Latest working kernel version: 2.6.24-rc5.mm1 has been confirmed to work fine
Earliest failing kernel version: N/A unfortunately. I don't reboot often enough to notice it
Distribution: Fedora Devel
Hardware Environment: CK804 + AMD X2
Software Environment: early udev boot
See attached picture. As the kernel scrolls very fast at this point it took me weeks to get a correct screen capture
Steps to reproduce:
Boot. Will almost always result in hang. shift+page-up repeatedly at boot time reduces hang probability
See also https://bugzilla.redhat.com/show_bug.cgi?id=441765
Created attachment 15814 [details]
oops screen capture
Created attachment 15815 [details]
dmesg on the same kernel after a non-oopsing boot
Created attachment 15816 [details]
so - if this happens with fedora kernel, which is a distro specific kernel which may contain several patches - does the same happen with vanilla kernel?
can you try, if 2.6.25 vanilla makes a difference?
I probably won't have access to this particular system before the end of the week, sorry. Already spent an awful lot of time just to get a good Oops capture
thank you for your time.
nevertheless, additional input would be very appreciated.
not sure if you can get a "vanilla kernel rpm" for fedora, so you could save compile effort/time - for suse there is such.
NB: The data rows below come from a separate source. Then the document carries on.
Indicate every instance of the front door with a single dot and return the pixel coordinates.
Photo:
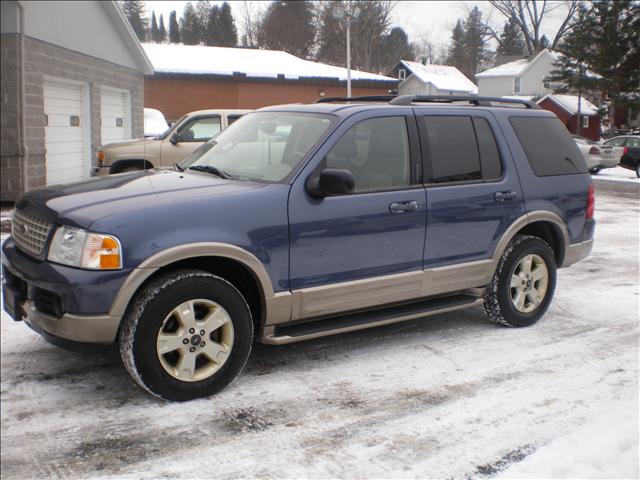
(362, 249)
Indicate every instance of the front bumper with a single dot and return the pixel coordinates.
(59, 301)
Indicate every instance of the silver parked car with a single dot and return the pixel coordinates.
(596, 155)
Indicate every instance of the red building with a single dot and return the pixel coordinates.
(188, 78)
(566, 109)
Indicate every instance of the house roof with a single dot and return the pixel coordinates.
(441, 76)
(127, 34)
(202, 60)
(570, 104)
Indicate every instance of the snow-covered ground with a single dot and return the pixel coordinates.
(450, 396)
(618, 174)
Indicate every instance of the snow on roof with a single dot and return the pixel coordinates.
(442, 77)
(201, 60)
(570, 104)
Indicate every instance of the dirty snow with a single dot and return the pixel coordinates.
(618, 174)
(196, 59)
(442, 77)
(449, 396)
(570, 103)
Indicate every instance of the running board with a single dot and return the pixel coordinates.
(287, 333)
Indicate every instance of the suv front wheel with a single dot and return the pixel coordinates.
(186, 335)
(523, 284)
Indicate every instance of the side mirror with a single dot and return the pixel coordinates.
(332, 181)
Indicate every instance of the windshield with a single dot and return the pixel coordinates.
(263, 146)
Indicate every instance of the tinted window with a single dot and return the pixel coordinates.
(490, 163)
(200, 130)
(548, 146)
(376, 152)
(453, 149)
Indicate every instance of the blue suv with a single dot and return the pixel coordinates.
(301, 221)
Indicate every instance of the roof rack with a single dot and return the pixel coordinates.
(365, 98)
(472, 99)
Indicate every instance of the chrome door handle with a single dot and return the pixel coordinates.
(403, 207)
(505, 196)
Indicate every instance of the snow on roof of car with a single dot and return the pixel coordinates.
(442, 77)
(570, 103)
(203, 60)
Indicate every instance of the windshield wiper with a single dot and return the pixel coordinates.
(212, 170)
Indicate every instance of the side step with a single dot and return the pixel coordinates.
(287, 333)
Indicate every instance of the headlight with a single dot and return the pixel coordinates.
(79, 248)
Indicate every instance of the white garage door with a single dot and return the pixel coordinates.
(113, 116)
(64, 124)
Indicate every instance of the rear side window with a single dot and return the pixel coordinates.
(548, 145)
(462, 148)
(453, 149)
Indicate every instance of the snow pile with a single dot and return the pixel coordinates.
(442, 77)
(617, 174)
(570, 103)
(201, 60)
(154, 122)
(605, 448)
(506, 69)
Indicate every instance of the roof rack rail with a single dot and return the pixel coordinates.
(472, 99)
(365, 98)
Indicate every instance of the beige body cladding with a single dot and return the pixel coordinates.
(314, 302)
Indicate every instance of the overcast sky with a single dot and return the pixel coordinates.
(431, 19)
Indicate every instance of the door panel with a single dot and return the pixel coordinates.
(351, 237)
(466, 219)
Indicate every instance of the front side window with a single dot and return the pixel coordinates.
(262, 146)
(376, 152)
(199, 129)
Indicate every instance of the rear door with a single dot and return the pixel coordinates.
(473, 192)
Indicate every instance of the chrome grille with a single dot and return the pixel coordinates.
(29, 233)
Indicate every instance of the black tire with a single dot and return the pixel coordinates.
(498, 304)
(144, 319)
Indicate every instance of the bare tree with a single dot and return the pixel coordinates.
(529, 15)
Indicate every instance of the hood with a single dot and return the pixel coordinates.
(82, 203)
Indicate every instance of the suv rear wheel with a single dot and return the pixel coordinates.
(523, 285)
(186, 335)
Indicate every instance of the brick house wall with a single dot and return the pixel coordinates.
(44, 59)
(570, 121)
(176, 95)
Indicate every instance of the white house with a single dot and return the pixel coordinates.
(525, 76)
(418, 79)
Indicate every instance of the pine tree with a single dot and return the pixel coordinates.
(162, 33)
(605, 40)
(155, 35)
(457, 52)
(511, 41)
(174, 28)
(288, 26)
(134, 13)
(228, 29)
(474, 42)
(190, 26)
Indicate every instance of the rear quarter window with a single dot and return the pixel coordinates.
(548, 145)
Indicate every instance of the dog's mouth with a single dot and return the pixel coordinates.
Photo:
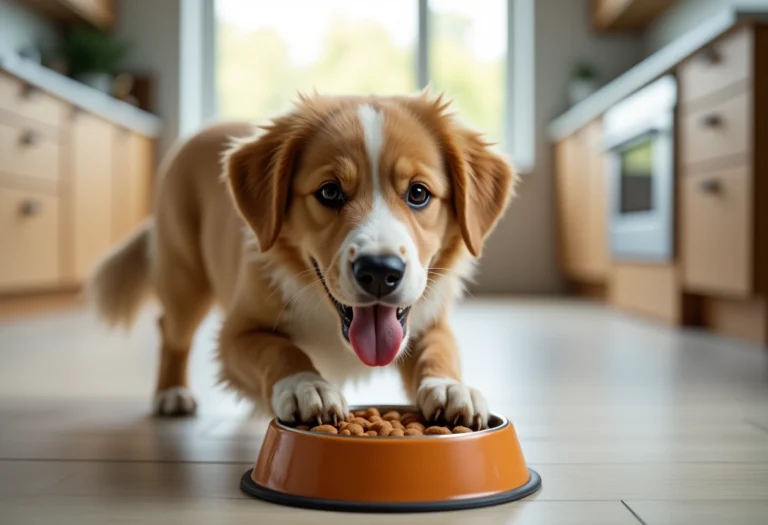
(375, 332)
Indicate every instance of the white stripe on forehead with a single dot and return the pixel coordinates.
(373, 137)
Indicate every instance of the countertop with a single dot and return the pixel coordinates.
(653, 67)
(81, 96)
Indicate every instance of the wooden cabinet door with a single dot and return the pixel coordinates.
(582, 205)
(29, 240)
(133, 168)
(716, 232)
(90, 193)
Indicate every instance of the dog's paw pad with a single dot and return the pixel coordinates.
(175, 401)
(309, 398)
(455, 402)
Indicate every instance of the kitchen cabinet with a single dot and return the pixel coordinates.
(71, 184)
(581, 203)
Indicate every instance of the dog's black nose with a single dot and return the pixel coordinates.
(378, 275)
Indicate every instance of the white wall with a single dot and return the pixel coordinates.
(684, 16)
(20, 27)
(521, 254)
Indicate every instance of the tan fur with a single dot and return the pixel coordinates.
(246, 242)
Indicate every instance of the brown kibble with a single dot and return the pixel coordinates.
(391, 415)
(362, 422)
(415, 424)
(380, 425)
(410, 417)
(355, 429)
(325, 429)
(435, 430)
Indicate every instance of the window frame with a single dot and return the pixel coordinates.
(519, 94)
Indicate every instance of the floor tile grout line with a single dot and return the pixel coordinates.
(633, 512)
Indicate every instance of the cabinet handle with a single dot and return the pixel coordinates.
(712, 121)
(711, 56)
(30, 138)
(30, 208)
(710, 186)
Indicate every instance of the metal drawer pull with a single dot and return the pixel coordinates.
(710, 186)
(30, 208)
(712, 121)
(30, 138)
(711, 56)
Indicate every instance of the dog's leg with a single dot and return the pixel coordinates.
(185, 299)
(270, 370)
(432, 378)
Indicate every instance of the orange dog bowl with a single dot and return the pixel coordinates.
(391, 474)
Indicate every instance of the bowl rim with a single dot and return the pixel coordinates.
(503, 423)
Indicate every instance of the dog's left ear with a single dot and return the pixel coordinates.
(258, 171)
(483, 184)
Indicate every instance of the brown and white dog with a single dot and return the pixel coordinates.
(340, 237)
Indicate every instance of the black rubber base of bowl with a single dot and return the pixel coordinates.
(254, 489)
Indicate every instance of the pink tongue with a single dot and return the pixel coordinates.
(375, 334)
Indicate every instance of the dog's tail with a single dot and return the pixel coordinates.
(122, 279)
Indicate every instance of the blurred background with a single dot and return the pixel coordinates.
(96, 91)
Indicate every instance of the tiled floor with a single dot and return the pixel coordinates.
(627, 422)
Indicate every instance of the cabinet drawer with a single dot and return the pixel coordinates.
(28, 151)
(719, 65)
(30, 102)
(29, 237)
(716, 232)
(720, 130)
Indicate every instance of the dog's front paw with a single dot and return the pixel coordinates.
(307, 397)
(454, 401)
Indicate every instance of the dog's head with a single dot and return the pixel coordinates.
(378, 196)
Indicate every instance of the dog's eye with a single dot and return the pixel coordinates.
(418, 196)
(331, 195)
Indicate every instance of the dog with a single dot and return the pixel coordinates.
(335, 240)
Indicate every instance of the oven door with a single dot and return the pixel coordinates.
(641, 221)
(639, 141)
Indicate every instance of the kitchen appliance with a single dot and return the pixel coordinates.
(639, 141)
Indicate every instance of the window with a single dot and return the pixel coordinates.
(262, 53)
(269, 50)
(467, 59)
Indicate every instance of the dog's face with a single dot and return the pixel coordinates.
(377, 197)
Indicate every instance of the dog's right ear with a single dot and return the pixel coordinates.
(258, 171)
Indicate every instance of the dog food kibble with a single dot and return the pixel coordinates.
(391, 416)
(325, 429)
(356, 429)
(371, 423)
(432, 431)
(396, 424)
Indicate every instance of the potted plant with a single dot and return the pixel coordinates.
(583, 82)
(93, 56)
does this happen with 32 or 64 bit ?
Created attachment 15841 [details]
source code and disassembly of failing function
mddev is used once after being stored here:
2087 mddev_t *mddev = rdev->mddev;
Later on rdev->mddev is used but it is no longer equal to mddev -- something has changed it. We then try to unlock using a bad address.
Created attachment 15902 [details]
Another screen capture, this time on a vanilla kernel
It seems a vanilla kernel such as
fails the same way
The oops is on line 2099 in drivers/md/md.c:
rdev is NULL but it was a valid address upon entry to the function.
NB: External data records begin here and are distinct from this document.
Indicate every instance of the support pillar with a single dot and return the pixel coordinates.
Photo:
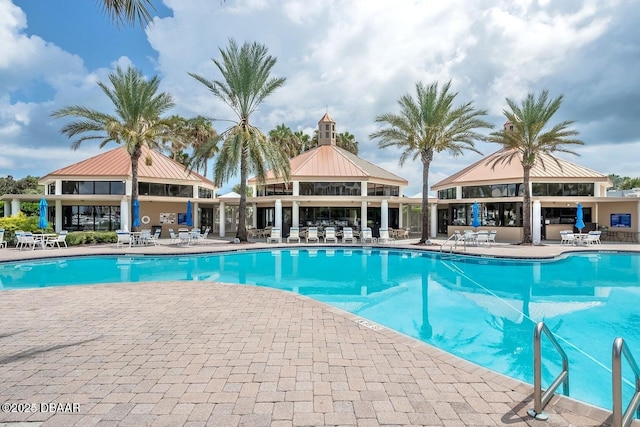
(384, 215)
(222, 220)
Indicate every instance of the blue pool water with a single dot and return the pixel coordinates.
(481, 309)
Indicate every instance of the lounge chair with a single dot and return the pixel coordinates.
(124, 238)
(366, 236)
(312, 234)
(275, 236)
(347, 234)
(294, 234)
(330, 234)
(482, 237)
(384, 236)
(60, 238)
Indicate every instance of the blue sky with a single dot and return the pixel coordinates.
(354, 59)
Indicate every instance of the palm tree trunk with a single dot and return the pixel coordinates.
(426, 162)
(135, 156)
(241, 233)
(526, 207)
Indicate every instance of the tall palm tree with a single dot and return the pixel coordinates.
(347, 141)
(427, 125)
(127, 12)
(526, 139)
(247, 81)
(284, 136)
(136, 123)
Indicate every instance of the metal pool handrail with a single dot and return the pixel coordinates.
(540, 400)
(619, 418)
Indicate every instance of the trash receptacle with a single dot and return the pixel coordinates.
(154, 228)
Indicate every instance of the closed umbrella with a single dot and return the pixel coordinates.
(579, 219)
(475, 209)
(189, 214)
(42, 221)
(136, 213)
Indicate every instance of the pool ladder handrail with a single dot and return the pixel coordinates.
(540, 399)
(620, 418)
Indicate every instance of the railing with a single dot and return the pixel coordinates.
(453, 238)
(541, 399)
(621, 419)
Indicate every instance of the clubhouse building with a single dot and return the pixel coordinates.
(330, 186)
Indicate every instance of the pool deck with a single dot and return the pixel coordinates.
(207, 354)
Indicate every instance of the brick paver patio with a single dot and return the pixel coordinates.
(207, 354)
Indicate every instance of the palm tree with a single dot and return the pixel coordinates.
(284, 136)
(247, 82)
(127, 12)
(525, 138)
(427, 125)
(347, 141)
(136, 123)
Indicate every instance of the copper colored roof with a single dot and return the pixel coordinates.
(116, 163)
(547, 168)
(329, 161)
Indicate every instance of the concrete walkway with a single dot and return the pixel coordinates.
(206, 354)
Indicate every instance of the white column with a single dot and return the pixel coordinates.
(124, 214)
(384, 214)
(58, 220)
(254, 219)
(535, 222)
(221, 217)
(15, 207)
(278, 218)
(363, 214)
(295, 214)
(434, 220)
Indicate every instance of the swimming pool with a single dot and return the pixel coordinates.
(480, 309)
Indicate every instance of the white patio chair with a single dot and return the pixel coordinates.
(312, 234)
(482, 237)
(366, 236)
(384, 236)
(60, 238)
(347, 234)
(275, 236)
(330, 234)
(294, 234)
(124, 238)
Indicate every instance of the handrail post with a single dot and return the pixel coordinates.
(541, 399)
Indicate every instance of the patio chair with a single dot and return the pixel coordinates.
(347, 234)
(482, 237)
(366, 236)
(124, 238)
(384, 236)
(60, 238)
(275, 235)
(312, 234)
(3, 244)
(294, 234)
(330, 234)
(492, 237)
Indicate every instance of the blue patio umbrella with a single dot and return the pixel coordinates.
(136, 213)
(475, 210)
(42, 221)
(189, 214)
(579, 219)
so this oops is in md/raid code ?
nicolas, are you using software raid or lvm volumes ?
I'm using lvm over md
# cat /proc/mdstat
Personalities : [raid1] [raid6] [raid5] [raid4]
md0 : active raid1 sda1 sdb1
2096384 blocks [2/2] [UU]
md1 : active raid1 sda3 sdb3
288856640 blocks [2/2] [UU]
unused devices: <none>
--- Physical volume ---
PV Name /dev/md1
VG Name VolGroup00
PV Size 275,48 GB / not usable 38,56 MB
PE Size (KByte) 65536
Total PE 4407
Free PE 2211
Allocated PE 2196
PV UUID 5vhc8L-w0Jt-cTIo-Hswk-NtbK-eWuP-d3q6J1
Created attachment 15938 [details]
patch to fix oops.
This patch will probably fix the problem.
I'll submit it for the -stable series.
if you like you may try the patch and report result here....
if not, you may wait that it appears upstream and you can try the vanilla kernel from fedora project then.